Le régime communiste de l’URSS entama au milieu des années 1980, une période de libéralisation, surnommée « glasnost ». Les mouvements indépendantistes dans la population saisirent immédiatement cette occasion pour former des organisations socio-politiques de masse à orientation nationale : Tautas Fronte (Le Front Populaire de la Lettonie), Latvijas Nacionalas Neatkaribas Kustiba (Le Mouvement d’Indépendance Nationale de la Lettonie), Pilsonu Kongress (Le Congrès des Citoyens de la Lettonie). Elles eurent toutes comme fin le rétablissement de l’indépendance nationale de la Lettonie.

Le 23 août 1989 marqua le 50e anniversaire de la signature du notoire « Pacte Molotov-Ribbentrop » qui avait conduit à l’occupation de la Lettonie, la Lituanie et l’Estonie. Pour attirer l’attention du reste du monde sur le sort des nations Baltes, environs 2 millions de Lettons, Lituaniens et Estoniens s’unissèrent main dans la main en une chaîne humaine longue de 600 km de Tallinn à Riga, puis jusqu’à Vilnius. Ce fut la représentation symbolique du souhait commun des États Baltes d’accéder à l’indépendance. Une étape majeure vers le rétablissement de l’indépendance fut franchie le 4 mai 1990, lorsque le corps parlementaire de la RSS letton, surnommé le Conseil suprême, adopta une déclaration restaurant l’indépendance après une période de transition. Le 21 août 1991, le Parlement vota la fin de la période transitoire et restitua ainsi l’indépendance d’avant-guerre de la Lettonie. L’indépendance de la Lettonie fut reconnue par l’URSS en septembre 1991.

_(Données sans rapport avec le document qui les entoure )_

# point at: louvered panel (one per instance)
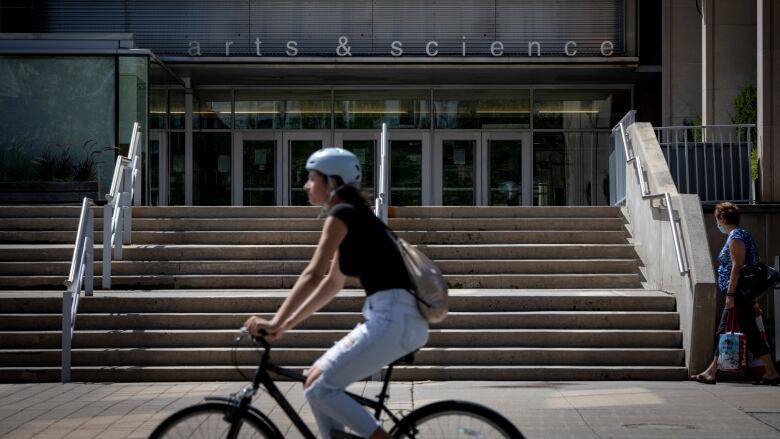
(168, 26)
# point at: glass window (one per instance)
(58, 107)
(580, 109)
(369, 109)
(212, 110)
(176, 109)
(211, 169)
(158, 109)
(571, 169)
(283, 110)
(176, 169)
(481, 109)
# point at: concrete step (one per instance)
(400, 373)
(152, 281)
(347, 320)
(216, 237)
(313, 224)
(64, 252)
(303, 338)
(530, 266)
(306, 356)
(259, 301)
(311, 212)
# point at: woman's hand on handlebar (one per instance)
(257, 324)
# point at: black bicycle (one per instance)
(234, 416)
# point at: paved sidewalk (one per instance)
(624, 409)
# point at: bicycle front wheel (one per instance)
(210, 420)
(455, 419)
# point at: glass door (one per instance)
(457, 172)
(366, 147)
(297, 148)
(255, 156)
(507, 169)
(409, 168)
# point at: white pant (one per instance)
(393, 328)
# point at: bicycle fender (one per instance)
(252, 409)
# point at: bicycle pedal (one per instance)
(335, 434)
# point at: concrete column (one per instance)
(768, 53)
(187, 142)
(681, 74)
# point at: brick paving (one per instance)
(584, 409)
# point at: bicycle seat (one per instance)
(406, 359)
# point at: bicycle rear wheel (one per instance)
(209, 420)
(455, 419)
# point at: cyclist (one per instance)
(354, 242)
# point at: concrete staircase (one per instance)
(538, 293)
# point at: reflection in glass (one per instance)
(176, 169)
(458, 172)
(158, 109)
(368, 109)
(571, 169)
(505, 172)
(212, 110)
(154, 172)
(211, 169)
(577, 109)
(300, 150)
(364, 150)
(259, 175)
(406, 172)
(484, 109)
(282, 110)
(176, 109)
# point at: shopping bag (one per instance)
(731, 346)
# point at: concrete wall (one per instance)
(681, 77)
(695, 291)
(729, 56)
(768, 90)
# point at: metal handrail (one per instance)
(380, 204)
(631, 156)
(117, 212)
(81, 274)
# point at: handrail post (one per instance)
(108, 213)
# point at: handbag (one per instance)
(757, 279)
(429, 284)
(732, 354)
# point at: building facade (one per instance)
(502, 103)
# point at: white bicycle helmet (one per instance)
(336, 162)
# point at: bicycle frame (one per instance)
(262, 377)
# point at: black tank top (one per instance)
(368, 252)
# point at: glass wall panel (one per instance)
(580, 109)
(158, 109)
(211, 169)
(282, 110)
(259, 172)
(300, 150)
(365, 151)
(571, 169)
(58, 108)
(369, 109)
(458, 172)
(482, 109)
(176, 109)
(406, 172)
(505, 170)
(212, 110)
(176, 169)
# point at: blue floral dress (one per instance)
(724, 257)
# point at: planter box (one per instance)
(65, 192)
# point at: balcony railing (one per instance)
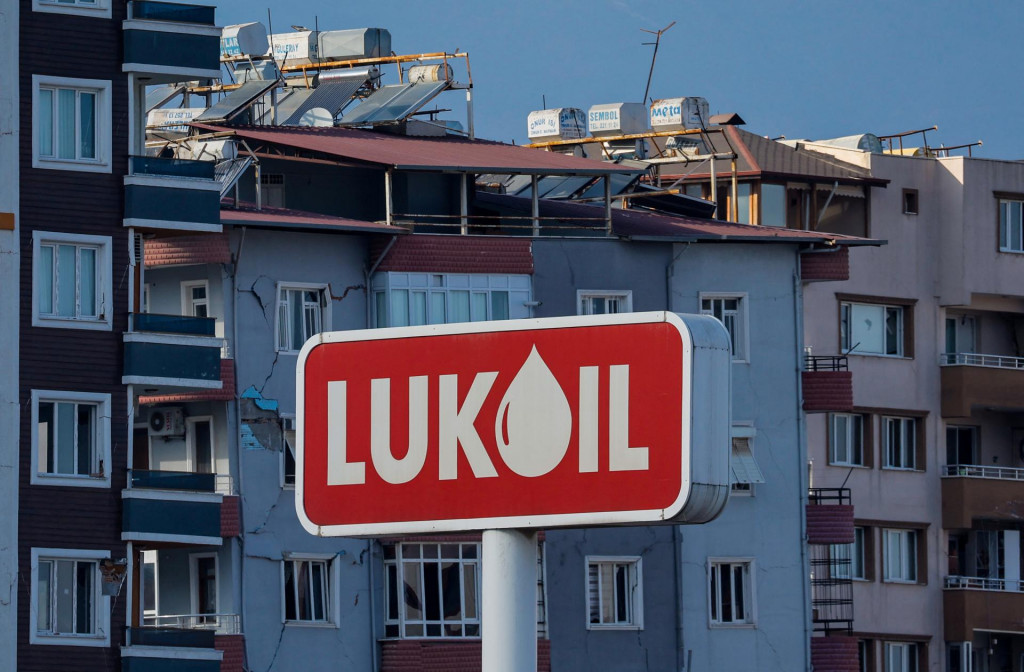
(170, 324)
(162, 167)
(981, 583)
(172, 11)
(185, 480)
(976, 360)
(222, 624)
(978, 471)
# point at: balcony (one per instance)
(171, 195)
(171, 42)
(171, 353)
(179, 507)
(973, 492)
(972, 603)
(827, 384)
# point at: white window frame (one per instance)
(751, 607)
(398, 562)
(848, 435)
(906, 430)
(585, 298)
(101, 88)
(98, 9)
(1005, 238)
(907, 555)
(331, 598)
(906, 652)
(846, 335)
(188, 303)
(103, 286)
(324, 308)
(101, 611)
(634, 564)
(102, 439)
(741, 338)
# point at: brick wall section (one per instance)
(829, 523)
(230, 516)
(233, 647)
(185, 250)
(827, 390)
(456, 254)
(425, 656)
(835, 655)
(816, 266)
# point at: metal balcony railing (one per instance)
(977, 360)
(825, 363)
(222, 624)
(979, 471)
(172, 11)
(163, 167)
(982, 583)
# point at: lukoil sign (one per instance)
(527, 423)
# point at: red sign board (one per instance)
(530, 423)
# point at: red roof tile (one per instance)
(476, 254)
(184, 250)
(433, 154)
(225, 393)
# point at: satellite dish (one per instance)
(316, 117)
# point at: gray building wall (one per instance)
(766, 528)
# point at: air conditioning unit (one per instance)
(167, 422)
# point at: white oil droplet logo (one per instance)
(535, 421)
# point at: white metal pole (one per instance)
(508, 618)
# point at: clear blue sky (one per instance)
(814, 70)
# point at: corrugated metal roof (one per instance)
(248, 215)
(642, 224)
(425, 154)
(185, 250)
(475, 254)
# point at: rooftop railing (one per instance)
(979, 471)
(982, 583)
(978, 360)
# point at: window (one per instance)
(303, 311)
(99, 8)
(72, 124)
(846, 439)
(413, 299)
(67, 605)
(731, 311)
(899, 443)
(71, 437)
(731, 592)
(910, 202)
(439, 594)
(1011, 225)
(900, 555)
(614, 593)
(871, 329)
(309, 587)
(72, 281)
(595, 302)
(901, 657)
(196, 299)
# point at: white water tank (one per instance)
(617, 119)
(557, 124)
(678, 114)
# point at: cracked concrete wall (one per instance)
(766, 527)
(271, 530)
(9, 302)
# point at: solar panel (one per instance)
(237, 100)
(333, 96)
(393, 102)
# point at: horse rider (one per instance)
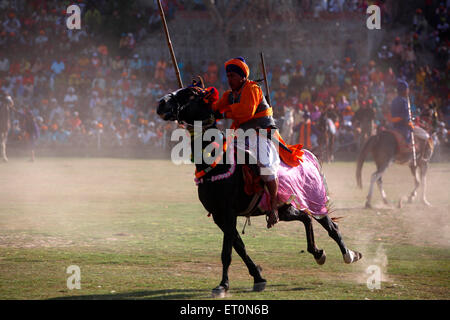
(247, 106)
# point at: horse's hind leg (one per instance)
(380, 187)
(253, 269)
(3, 140)
(415, 173)
(333, 231)
(423, 174)
(231, 234)
(289, 213)
(375, 177)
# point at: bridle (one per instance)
(176, 110)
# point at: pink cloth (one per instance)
(305, 183)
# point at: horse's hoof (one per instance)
(320, 261)
(219, 292)
(260, 286)
(426, 203)
(352, 256)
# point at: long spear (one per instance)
(174, 59)
(265, 79)
(270, 104)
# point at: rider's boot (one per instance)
(272, 216)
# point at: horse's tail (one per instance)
(362, 157)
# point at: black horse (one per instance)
(226, 199)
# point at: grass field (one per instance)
(136, 230)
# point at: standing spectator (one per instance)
(70, 99)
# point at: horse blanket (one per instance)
(303, 186)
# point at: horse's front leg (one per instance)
(228, 225)
(3, 142)
(415, 173)
(423, 174)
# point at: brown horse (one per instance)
(386, 147)
(6, 103)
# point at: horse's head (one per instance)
(188, 105)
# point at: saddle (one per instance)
(253, 183)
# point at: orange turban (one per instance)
(239, 66)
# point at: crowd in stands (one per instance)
(86, 88)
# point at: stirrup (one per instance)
(271, 219)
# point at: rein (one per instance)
(200, 174)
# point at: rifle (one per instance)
(169, 43)
(265, 79)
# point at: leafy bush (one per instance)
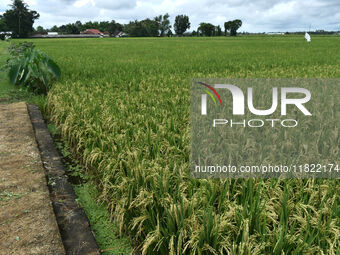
(31, 68)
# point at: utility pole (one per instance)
(19, 23)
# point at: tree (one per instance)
(3, 25)
(40, 29)
(236, 24)
(163, 23)
(19, 19)
(54, 29)
(232, 27)
(181, 24)
(206, 29)
(227, 27)
(114, 28)
(145, 27)
(218, 31)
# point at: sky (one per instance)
(256, 15)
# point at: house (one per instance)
(93, 32)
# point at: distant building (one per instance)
(93, 32)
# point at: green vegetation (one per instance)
(105, 231)
(122, 105)
(10, 93)
(31, 68)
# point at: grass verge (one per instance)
(105, 231)
(10, 93)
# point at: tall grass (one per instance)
(123, 106)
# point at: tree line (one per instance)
(19, 19)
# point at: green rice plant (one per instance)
(123, 107)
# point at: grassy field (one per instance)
(123, 107)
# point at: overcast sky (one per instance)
(257, 15)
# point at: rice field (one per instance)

Quelque temps après le rétablissement de son indépendance, la Lettonie devint membre des Nations Unies et s’empressa de retourner vers la communauté mondiale des nations démocratiques. En 1992, la Lettonie fut éligible au Fonds Monétaire International, et en 1994, joignit le programme de « Partenariat pour la Paix » de l’OTAN, signant également l’accord de libre-échange avec l’Union européenne. La Lettonie est aujourd’hui une nation membre du Conseil européen et candidat pour l’accession à l’Union Européenne et l’Union Européenne d’Occident. La Lettonie fut la première des nations baltes à joindre l’Organisation mondiale du commerce (OMC) en 1999.

Vers la fin de l’année 1999, à Helsinki, les Chefs d’états et de gouvernements des pays appartenant à l’Union Européenne, invitèrent la Lettonie à commencer les négociations sur son accession à l’Union Européenne. En 2004, la Lettonie parvenait à atteindre ses objectifs de politique étrangère les plus importants : admission à l’Union européenne et à l’OTAN. Le 2 avril, la Lettonie devint membre de l’OTAN et le 1er mai, la Lettonie, conjointement avec les deux autres états baltes (Estonie et Lituanie) devint membre à part entière de l’Union Européenne.